People inspire me. Lifestyles inspire me. When I see family members with new ideas but no access, I’m energized to continue working to build that access. Or when I see young entrepreneurs working tirelessy to be noticed, to make something work – I’m inspired to connect them, to help them make it work in Indy.
In your opinion, what are the top 3 issues facing your city today?
In my opinion, Indy has to address the education issue and the perceptions around our options, we have to address talent and find ways to retain our students after high school and after college and third, we have to continue to address issues of racial injustice and equality – as do most cities.
You wear many hats. What are one or two projects on which you are currently working that you are most excited?
Right now I’m working with the Central Indiana Community Foundation to raise what will become 2 hundred million dollars. Brian Payne decided to model the community engagement portion of the Indianapolis Foundation’s 100th year anniversary after Ben Franklin’s philanthropic project in 1790. Franklin left money to two cities that couldn’t be touched for 200 years. Now, Indy is changing the narrative around philanthropy and getting 1,000 people to donate $100 and 100 people to donate $1,000 towards two funds that will sit for 100 years. Those dollars are expected to become $100 Million in each of these funds with $5 million granted annually from each fund.
Projects like these that are city specific, innovative and unique – allow people like me to boast about where we live and the power behind us. The community we are today was shaped a century ago, the community we’ll be in 100 years starts with us. How powerful is that? Shameless plug: donations accepted at www.bein2016.org/bff.
What’s your advice for the next generation of city change makers?
Ask questions. Not being afraid to ask questions shows interest and opens pathways to new ideas. Asking questions leads to more questions which will always spark a new idea. And the next generation needs no help with what to do with ideas – millennials and those after us are an action oriented people. Give us an idea and we’ll run with it.

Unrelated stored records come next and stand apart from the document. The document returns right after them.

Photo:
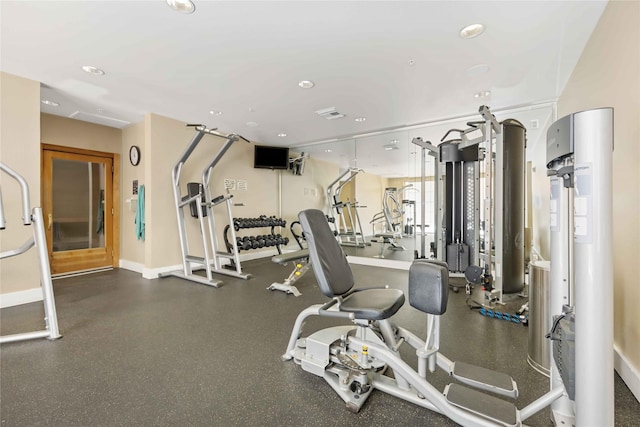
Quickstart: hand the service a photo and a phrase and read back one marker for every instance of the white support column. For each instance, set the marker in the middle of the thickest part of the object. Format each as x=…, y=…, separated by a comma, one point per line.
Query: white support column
x=593, y=138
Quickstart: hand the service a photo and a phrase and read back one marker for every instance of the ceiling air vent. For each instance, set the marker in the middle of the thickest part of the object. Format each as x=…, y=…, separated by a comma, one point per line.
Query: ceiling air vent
x=99, y=119
x=330, y=113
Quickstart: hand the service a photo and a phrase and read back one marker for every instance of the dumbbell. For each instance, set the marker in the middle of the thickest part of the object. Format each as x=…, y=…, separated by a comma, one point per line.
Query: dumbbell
x=243, y=243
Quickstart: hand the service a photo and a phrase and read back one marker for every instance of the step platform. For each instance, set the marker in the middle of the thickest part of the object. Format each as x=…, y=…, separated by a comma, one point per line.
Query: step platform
x=485, y=379
x=484, y=405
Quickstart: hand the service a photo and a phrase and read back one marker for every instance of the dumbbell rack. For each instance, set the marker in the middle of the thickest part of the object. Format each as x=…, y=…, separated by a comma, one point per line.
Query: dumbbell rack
x=255, y=242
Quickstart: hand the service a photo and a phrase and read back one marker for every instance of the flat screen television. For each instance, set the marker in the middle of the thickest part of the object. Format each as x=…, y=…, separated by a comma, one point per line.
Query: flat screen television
x=266, y=157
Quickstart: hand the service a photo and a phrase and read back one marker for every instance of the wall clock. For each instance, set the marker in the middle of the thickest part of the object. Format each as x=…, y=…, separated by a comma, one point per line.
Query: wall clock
x=134, y=155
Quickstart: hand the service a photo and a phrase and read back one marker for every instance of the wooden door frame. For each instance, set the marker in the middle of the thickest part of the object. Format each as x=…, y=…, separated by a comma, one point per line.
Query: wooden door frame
x=115, y=260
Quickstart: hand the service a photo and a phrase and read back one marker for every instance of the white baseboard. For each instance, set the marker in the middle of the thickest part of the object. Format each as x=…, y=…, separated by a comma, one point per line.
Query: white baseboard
x=627, y=372
x=21, y=297
x=130, y=265
x=379, y=262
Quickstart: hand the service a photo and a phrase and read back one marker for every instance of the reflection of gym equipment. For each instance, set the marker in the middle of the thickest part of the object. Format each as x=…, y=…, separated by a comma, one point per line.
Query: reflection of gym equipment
x=347, y=223
x=32, y=217
x=354, y=359
x=391, y=219
x=201, y=205
x=482, y=203
x=579, y=161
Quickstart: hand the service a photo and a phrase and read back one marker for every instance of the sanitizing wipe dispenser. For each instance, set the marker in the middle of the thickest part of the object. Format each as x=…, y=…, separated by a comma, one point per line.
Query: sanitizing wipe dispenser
x=579, y=162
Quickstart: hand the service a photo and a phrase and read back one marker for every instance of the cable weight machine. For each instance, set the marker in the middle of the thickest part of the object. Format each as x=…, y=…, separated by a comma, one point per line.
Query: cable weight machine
x=481, y=200
x=201, y=204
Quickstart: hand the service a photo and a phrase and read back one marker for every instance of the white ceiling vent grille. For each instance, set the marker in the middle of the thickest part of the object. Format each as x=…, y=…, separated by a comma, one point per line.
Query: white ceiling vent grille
x=98, y=119
x=330, y=113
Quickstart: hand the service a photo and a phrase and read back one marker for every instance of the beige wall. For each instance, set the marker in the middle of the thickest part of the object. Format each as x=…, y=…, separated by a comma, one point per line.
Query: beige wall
x=307, y=191
x=131, y=249
x=19, y=150
x=58, y=130
x=608, y=75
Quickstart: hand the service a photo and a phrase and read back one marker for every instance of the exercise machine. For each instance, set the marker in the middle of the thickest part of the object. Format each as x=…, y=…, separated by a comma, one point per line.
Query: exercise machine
x=201, y=204
x=32, y=217
x=300, y=260
x=481, y=196
x=348, y=225
x=427, y=149
x=354, y=359
x=579, y=163
x=391, y=219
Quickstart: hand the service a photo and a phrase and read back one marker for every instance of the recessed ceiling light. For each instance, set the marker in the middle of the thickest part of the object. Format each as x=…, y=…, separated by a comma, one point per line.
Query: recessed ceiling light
x=182, y=6
x=93, y=70
x=477, y=70
x=471, y=31
x=482, y=94
x=306, y=84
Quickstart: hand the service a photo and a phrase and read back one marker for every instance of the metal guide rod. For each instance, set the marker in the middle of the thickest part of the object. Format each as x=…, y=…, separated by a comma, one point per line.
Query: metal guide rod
x=24, y=187
x=3, y=222
x=35, y=219
x=427, y=148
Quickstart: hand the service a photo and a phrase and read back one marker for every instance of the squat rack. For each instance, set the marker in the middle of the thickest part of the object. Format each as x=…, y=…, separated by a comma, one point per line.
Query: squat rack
x=201, y=202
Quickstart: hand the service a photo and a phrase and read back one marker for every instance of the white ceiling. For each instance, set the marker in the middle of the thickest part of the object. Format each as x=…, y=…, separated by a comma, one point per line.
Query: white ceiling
x=245, y=59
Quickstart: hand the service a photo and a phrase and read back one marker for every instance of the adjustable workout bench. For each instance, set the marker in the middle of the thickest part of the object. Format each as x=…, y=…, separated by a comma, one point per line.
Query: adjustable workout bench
x=301, y=262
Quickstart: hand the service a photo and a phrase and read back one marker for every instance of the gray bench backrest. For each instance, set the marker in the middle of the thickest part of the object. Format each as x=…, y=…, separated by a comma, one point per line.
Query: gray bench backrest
x=429, y=286
x=329, y=262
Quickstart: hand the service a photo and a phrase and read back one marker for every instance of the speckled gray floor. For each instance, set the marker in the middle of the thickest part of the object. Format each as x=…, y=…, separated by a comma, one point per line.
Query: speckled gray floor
x=171, y=352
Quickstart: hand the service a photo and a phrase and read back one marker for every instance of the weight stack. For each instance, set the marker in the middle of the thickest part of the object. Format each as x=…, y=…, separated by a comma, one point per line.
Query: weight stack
x=458, y=256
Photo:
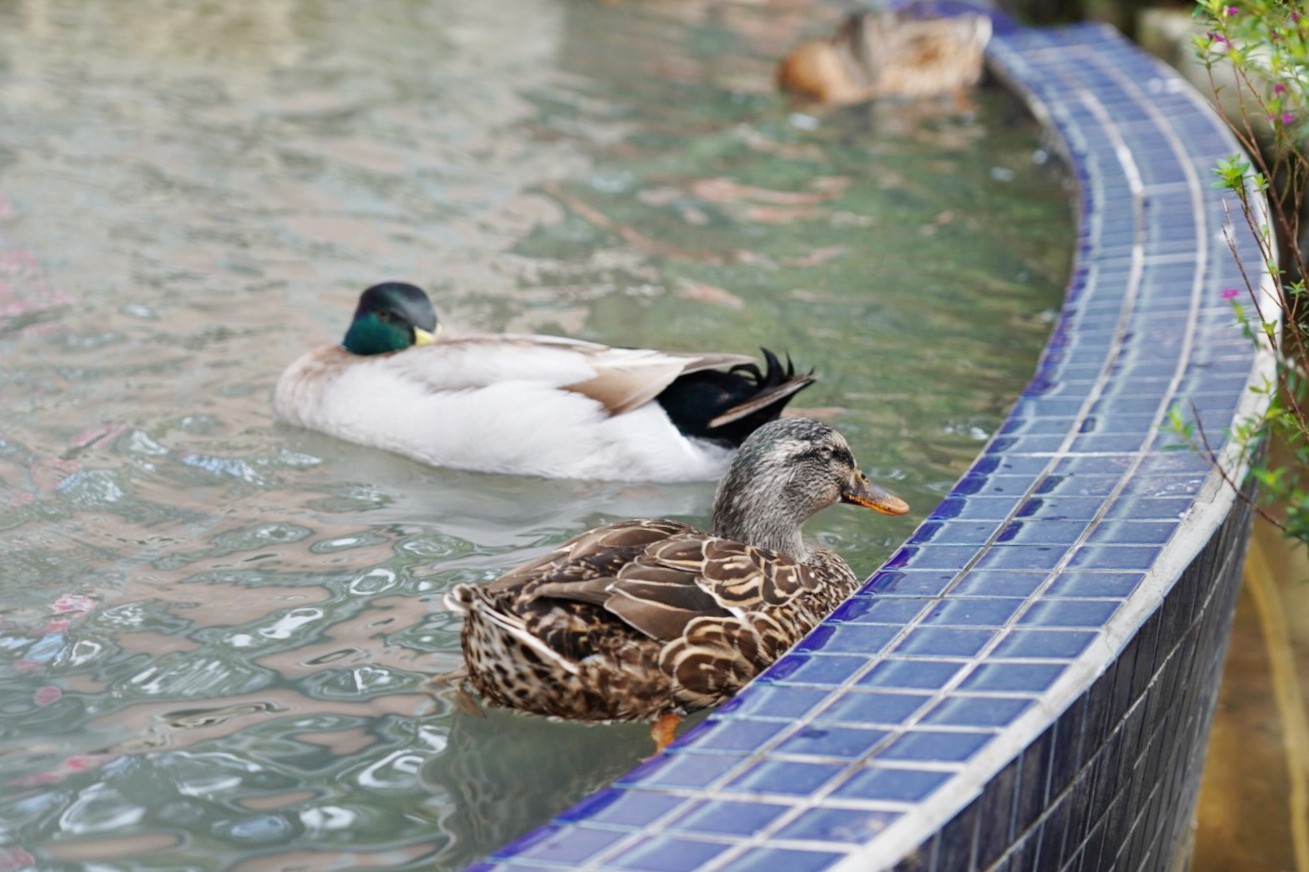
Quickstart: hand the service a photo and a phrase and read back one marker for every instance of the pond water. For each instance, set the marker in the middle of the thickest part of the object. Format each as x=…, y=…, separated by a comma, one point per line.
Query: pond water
x=217, y=635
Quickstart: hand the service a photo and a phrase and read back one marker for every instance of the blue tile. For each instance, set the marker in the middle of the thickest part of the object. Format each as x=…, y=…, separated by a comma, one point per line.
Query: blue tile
x=875, y=609
x=1080, y=485
x=1060, y=508
x=1043, y=644
x=1022, y=558
x=999, y=583
x=784, y=778
x=944, y=642
x=1164, y=486
x=572, y=846
x=663, y=854
x=817, y=669
x=911, y=584
x=838, y=825
x=911, y=674
x=1132, y=533
x=960, y=710
x=727, y=817
x=975, y=612
x=975, y=508
x=892, y=784
x=1070, y=613
x=833, y=741
x=680, y=770
x=771, y=859
x=1094, y=584
x=935, y=745
x=1013, y=677
x=953, y=532
x=1045, y=532
x=622, y=808
x=737, y=735
x=1114, y=557
x=779, y=701
x=852, y=638
x=931, y=557
x=871, y=707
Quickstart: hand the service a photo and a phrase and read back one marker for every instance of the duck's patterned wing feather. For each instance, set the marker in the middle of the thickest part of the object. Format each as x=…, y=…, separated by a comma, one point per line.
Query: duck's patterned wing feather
x=596, y=554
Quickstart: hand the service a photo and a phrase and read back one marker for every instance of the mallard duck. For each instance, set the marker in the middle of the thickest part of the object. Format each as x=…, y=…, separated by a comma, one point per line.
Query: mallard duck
x=525, y=403
x=651, y=619
x=889, y=54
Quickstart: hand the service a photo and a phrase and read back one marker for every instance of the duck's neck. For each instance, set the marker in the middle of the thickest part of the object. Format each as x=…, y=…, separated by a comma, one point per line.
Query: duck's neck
x=758, y=517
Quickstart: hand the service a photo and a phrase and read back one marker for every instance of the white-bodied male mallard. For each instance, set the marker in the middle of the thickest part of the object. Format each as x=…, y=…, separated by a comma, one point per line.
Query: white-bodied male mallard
x=529, y=405
x=889, y=54
x=652, y=619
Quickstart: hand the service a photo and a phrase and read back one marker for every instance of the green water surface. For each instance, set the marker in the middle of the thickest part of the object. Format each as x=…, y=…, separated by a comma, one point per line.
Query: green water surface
x=217, y=636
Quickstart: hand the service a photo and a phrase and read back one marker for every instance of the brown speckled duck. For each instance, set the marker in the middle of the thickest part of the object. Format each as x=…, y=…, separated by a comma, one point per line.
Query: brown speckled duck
x=889, y=54
x=652, y=619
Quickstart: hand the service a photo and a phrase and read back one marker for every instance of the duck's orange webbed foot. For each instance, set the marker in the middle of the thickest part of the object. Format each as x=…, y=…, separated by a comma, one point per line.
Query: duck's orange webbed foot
x=664, y=729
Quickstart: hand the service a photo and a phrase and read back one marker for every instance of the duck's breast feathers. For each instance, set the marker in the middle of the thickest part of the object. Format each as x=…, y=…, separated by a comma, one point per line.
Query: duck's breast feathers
x=618, y=379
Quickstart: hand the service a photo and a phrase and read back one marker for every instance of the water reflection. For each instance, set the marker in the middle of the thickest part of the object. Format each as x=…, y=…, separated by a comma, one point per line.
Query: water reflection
x=217, y=635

What should we know about the your work that you haven’t yet mentioned because I didn’t ask the right question?
I think the interesting part about my work are the things that happen in between, the gap fillers. For example, I host panel discussions pretty often and post questions on social media, organize very grass-roots events. These are the things I don’t get paid for, the non-formal work, but quite often this is where sparks happen. This is where people can ask the questions they want to ask and have the tough conversations. I’d encourage us to look deeper into the the activity that happens on the sidelines and realize the importance in the open mic nights hosted by our young talent and the discussions on race organized by emerging advocates – that’s where the magic happens.
Finally, could you tell us something about yourself than most of your colleagues don’t know about you?
I’m an introvert. I play socialite in the day time and I love telling stories but I don’t get energy from it. I’d rather be writing all day. Maybe that’s no secret.